The United States on Thursday imposed sanctions on two Houthi military officials leading an offensive to seize Yemen’s Marib region as the U.S. special envoy on Yemen called for de-escalation and pressed for a ceasefire deal.
The Houthis have been battling a Saudi Arabian-led military coalition for more than six years in a war that has killed tens of thousands of people and pushed Yemen to the brink of famine.
“Sanctions do not scare the mujahideen” holy fighters, Mohammed Ali al-Houthi, head of the group’s supreme revolutionary committee, said in a Twitter post. “If they continue the blockade and aggression, then perhaps there will be strikes on unexpected sites in some aggressor countries.”

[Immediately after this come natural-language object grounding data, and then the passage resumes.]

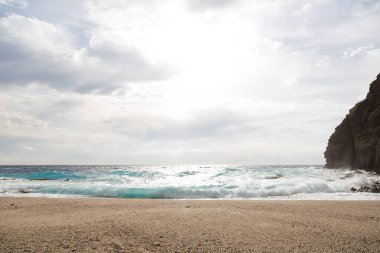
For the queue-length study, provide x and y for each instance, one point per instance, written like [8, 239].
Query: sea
[186, 182]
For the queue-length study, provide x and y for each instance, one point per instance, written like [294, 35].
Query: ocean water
[186, 182]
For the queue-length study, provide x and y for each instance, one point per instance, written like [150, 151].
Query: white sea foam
[188, 182]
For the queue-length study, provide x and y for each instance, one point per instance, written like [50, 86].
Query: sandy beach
[128, 225]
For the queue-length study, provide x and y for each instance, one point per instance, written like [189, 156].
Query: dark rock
[355, 143]
[374, 187]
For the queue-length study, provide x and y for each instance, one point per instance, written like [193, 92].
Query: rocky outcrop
[356, 141]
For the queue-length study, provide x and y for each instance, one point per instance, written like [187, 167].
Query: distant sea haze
[185, 182]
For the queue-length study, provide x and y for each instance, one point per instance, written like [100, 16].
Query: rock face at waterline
[355, 143]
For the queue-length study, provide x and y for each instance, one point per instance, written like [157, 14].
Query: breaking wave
[185, 182]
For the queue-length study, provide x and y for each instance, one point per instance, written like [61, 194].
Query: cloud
[181, 81]
[15, 3]
[211, 4]
[34, 51]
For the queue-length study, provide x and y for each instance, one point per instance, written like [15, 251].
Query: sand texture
[124, 225]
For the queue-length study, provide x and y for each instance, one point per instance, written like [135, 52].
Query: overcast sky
[181, 81]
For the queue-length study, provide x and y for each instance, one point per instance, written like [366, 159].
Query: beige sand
[121, 225]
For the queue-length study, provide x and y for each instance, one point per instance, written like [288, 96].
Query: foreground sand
[121, 225]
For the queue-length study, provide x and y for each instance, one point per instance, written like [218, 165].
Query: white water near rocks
[186, 182]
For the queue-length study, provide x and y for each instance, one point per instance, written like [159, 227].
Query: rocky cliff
[356, 141]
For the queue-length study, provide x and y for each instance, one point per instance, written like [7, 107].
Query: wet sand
[125, 225]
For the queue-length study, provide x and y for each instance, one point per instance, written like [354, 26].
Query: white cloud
[182, 82]
[16, 3]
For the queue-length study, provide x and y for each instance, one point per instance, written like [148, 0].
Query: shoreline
[155, 225]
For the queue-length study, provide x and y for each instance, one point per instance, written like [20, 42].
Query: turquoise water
[185, 182]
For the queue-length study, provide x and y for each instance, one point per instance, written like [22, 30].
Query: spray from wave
[185, 182]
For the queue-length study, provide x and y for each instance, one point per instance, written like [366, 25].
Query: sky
[174, 82]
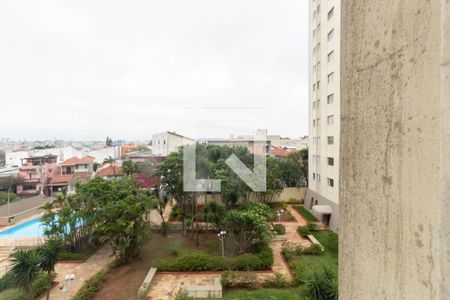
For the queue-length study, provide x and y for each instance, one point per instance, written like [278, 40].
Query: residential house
[166, 142]
[110, 172]
[72, 171]
[36, 172]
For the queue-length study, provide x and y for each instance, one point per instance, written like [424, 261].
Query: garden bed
[305, 213]
[285, 216]
[305, 265]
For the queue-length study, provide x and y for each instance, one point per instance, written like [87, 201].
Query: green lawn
[315, 263]
[265, 294]
[305, 213]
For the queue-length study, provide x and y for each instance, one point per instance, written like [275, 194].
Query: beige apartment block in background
[394, 241]
[324, 111]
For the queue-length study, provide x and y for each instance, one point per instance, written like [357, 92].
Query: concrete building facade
[394, 240]
[166, 142]
[324, 111]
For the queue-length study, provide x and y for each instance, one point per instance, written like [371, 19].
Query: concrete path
[82, 271]
[165, 286]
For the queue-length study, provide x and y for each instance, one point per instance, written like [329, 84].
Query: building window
[330, 182]
[330, 13]
[331, 56]
[330, 77]
[330, 161]
[330, 35]
[330, 98]
[330, 120]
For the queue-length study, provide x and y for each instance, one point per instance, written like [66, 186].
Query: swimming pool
[30, 228]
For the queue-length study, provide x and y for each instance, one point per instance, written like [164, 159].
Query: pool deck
[7, 245]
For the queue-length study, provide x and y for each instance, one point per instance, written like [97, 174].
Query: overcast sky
[127, 69]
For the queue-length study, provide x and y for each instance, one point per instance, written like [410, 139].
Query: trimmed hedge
[305, 213]
[280, 229]
[195, 261]
[303, 231]
[232, 279]
[91, 286]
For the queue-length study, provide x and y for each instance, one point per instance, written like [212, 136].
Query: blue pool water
[31, 228]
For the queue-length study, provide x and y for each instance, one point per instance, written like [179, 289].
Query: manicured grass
[305, 213]
[265, 294]
[315, 263]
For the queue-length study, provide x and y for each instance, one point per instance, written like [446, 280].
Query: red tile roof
[109, 171]
[78, 161]
[275, 151]
[59, 179]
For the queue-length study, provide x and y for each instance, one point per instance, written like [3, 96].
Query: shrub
[297, 273]
[91, 286]
[7, 281]
[278, 281]
[323, 286]
[42, 283]
[280, 229]
[314, 249]
[312, 226]
[175, 249]
[232, 279]
[303, 231]
[12, 294]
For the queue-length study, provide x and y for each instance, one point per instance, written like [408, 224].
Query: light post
[221, 236]
[279, 214]
[9, 202]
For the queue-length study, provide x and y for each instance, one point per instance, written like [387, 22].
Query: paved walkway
[165, 286]
[82, 271]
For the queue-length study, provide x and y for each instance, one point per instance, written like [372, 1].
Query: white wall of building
[324, 101]
[14, 158]
[166, 142]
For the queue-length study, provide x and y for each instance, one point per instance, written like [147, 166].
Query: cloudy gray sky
[127, 69]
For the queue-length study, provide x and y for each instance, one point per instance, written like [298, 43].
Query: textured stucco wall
[394, 150]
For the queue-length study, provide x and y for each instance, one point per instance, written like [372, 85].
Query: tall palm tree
[48, 254]
[25, 269]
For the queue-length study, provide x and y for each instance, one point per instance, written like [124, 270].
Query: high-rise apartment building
[324, 111]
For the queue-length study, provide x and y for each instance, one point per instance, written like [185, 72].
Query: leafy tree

The movement has kept up cross-border attacks on Saudi Arabia and its offensive in Yemen’s gas-rich Marib after Riyadh in March proposed a nationwide ceasefire deal that includes reopening air and sea links to Houthi-held areas.
But the Houthis have insisted restrictions be lifted on Hodeidah port, the main entry of Yemen’s commercial and aid imports, and Sanaa airport before any truce talks.
The Saudi-led coalition intervened in Yemen in March 2015 after the Houthis ousted the internationally recognised government from the capital, Sanaa, in a conflict widely seen as a proxy war between rivals Saudi Arabia and Iran.
U.S. envoy Tim Lenderking on Thursday also urged the coalition to remove restrictions on all Yemeni ports and airports to ease what the United Nations says is the world’s largest humanitarian crisis.